When dealing with map data when we say 'close', we often literally mean how close together they are spatially. Bear in mind that by 'close' we could also mean many other things. We could mean close in time, as in events which happened soon after each other. We could mean close in age, in the sense that two people aged 41 and 42 are closer in age that someone aged 18. We could mean close in income, height, speed, level of enthusiasm. Indeed, anything that can be measured numerically can be used as our measure of closeness. In STMetrics the default measure of 'closeness' is distance in space, but you can also 'map' closeness in time or other factors.

The STMetrics proximity graphs provide a visualisation of proximity networks by drawing connecting lines between points that are 'close' using two optional methods.

Method In brief Explanation
MST (minimum spanning tree) The shortest way to connect all points.

A minimum spanning tree connects points by finding the shortest way to ensure every point is connected to every other point. If you were to measure the distance between each point and each other point, and only take the shortest connections, while ensuring that they are all ultimately connected (ie: you don't end up with two seperate networks), you would have a minimum spanning tree. Another way of saying this is that if you were to add up the length of all lines connecting points, this is the shortest possible. If you wanted to build roads or lay cables, this would be a good way to keep costs to a minimum, because it would show the least amount of road to build or cable to lay, to make sure everything is connected. This could be useful for guessing what routes someone might take to move between places, or for planning a trip. It can also suggest a line of best fit around which places are distributed, and indicate those places which are furthest from each other, or tangential, or at extremeties.

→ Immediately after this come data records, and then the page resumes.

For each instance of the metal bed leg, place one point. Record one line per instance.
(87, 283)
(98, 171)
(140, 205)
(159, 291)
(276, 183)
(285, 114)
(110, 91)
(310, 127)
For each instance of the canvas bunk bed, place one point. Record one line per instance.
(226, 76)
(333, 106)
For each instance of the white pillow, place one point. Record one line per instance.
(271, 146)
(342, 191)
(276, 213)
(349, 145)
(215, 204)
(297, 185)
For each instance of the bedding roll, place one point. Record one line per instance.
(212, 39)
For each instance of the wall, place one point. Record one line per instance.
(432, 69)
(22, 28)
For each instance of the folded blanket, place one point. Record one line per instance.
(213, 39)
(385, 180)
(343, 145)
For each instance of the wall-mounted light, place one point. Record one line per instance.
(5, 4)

k-Nearest Neighbour Grouping clusters of points that are closest to each other. K-nearest neighbour works by making a connection from each point to its closest point. You can also choose how many closest points to connect, the 'k-threshold'. Eg: if you select a k-threshold of '3', then it will connect each point to the three closest points. This is a good algorithm for identifying clusters, as you will see groups that are closely connected to each other, but disconnected from other points.

Graphing Time and Other Variables

If you import data that has dates associated with each place you can use MST graphs to visualise the sequence of events over time by selecting your date field under 'Choose distance variable'. Because MST connects the shortest points, when the shortest distances in time between the points are organised, you end up with a line or lines, that roughly connect points in the order in which they occured. This could help you see if events close together in space also occured close together in time (if, having selected to graph by date, you notice that the line appears to connect places close together) or not (if the line is eratic).

If you use k-Nearest neighbour, it will connect those events which are close together in time. Again you will be able to see if those clusters that are close in space are also close in time, or not. It may be useful also, simply to see which events are close in time, across those spaces.

GeoJSON files have a 'properties' section containing attribute value pairs. If you have converted data from Excel, CSV, or some other source to GeoJSON it is likely to be stored in these properties. Any property can be used to create graphs and identify clusters, just as you can with space and time, with the options under 'Choose distance variable'. You can use this to note whether these clusters seem to correspond to space, or if they are quite eratic, or to observe how they are connected across space. The potential interpretations of course depend on the nature of the data.